Wednesday, June 30, 2010

Happy or sad? Half empty or half full?



I suppose it's about time I said an actual something, rather than relying on the secret messages I seem to think my pictures send. I'm out of practice at expressing myself with words, and trying to break through the belief that if I say something I want out loud at anything louder than a whisper, I'll jinx it completely.

Things don't really happen for a reason. They simply happen and it's up to your perception whether or not it's good luck or bad luck. to be cliche; hindsight is 20/20. We are able to decide, more powerfully than we think, whether something is good or bad. Thus is it possible to live in bliss all of the time?

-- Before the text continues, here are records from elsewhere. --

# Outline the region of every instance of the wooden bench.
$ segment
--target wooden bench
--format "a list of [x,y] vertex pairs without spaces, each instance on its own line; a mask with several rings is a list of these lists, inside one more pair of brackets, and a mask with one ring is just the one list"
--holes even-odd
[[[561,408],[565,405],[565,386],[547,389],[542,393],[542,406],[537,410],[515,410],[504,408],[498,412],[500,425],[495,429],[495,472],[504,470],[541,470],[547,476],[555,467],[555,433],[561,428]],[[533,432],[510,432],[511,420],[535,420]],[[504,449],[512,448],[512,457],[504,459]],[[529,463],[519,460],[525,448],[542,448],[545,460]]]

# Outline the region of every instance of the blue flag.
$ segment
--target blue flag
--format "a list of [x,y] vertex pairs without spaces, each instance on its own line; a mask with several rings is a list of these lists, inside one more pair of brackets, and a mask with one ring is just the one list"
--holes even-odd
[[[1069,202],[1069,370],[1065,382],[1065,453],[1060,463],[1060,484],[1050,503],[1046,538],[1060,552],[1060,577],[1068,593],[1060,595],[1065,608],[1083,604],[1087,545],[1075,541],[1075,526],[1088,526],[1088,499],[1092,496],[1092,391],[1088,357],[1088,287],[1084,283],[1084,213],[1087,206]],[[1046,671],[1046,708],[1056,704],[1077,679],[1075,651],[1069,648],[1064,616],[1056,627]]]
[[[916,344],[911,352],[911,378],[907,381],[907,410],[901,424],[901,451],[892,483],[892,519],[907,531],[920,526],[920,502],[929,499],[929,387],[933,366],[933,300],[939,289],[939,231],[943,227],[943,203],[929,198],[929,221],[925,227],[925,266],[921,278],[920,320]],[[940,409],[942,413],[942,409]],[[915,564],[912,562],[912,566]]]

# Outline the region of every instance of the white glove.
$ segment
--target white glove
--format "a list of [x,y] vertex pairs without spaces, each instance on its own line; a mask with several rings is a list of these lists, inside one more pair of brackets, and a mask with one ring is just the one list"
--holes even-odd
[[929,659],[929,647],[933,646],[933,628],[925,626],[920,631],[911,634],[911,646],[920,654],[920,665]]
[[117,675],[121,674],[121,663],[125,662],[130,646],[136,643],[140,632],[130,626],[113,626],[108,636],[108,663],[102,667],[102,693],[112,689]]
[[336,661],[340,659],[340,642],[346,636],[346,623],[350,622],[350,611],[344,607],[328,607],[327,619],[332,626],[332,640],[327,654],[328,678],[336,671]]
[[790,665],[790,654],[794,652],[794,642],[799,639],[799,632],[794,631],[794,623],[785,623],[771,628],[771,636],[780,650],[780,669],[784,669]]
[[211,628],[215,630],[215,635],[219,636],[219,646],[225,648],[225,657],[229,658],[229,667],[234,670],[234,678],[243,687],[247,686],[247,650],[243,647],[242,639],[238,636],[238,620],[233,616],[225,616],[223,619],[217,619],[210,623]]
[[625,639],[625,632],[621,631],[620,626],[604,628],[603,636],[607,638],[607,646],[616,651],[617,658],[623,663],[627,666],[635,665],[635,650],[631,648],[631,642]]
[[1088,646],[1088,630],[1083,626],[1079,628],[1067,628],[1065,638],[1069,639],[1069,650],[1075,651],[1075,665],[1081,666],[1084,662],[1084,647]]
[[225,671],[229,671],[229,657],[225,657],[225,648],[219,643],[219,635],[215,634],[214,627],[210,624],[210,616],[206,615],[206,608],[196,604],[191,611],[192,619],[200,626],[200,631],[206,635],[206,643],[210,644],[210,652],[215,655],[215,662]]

I did not get something I really wanted at work today - my job grade will stay the same - despite what I thought was a well reasoned argument. An argument I've been making in my head for over a year. I did not realize until the moment I got the news how very important it was to me, and rather than roll around on the floor and have a tantrum right then and there, I instead gathered storm clouds over my head and wore them all day. I was not happy, and in an aggressively passive way I wanted people to know it. It's a few hours later now and I am chagrined at my behavior and wondering how, next time, I can more quickly and efficiently turn the disappoint around into looking for the good at which I am much better.

Do you see a face in that picture up there? Does she look like maybe she's related to Rosie Jetson? Depending on my mood, sometimes I see a hint of a wry smile. Other times I see feelings of isolation, forever looking away from the thing everyone else pays to see.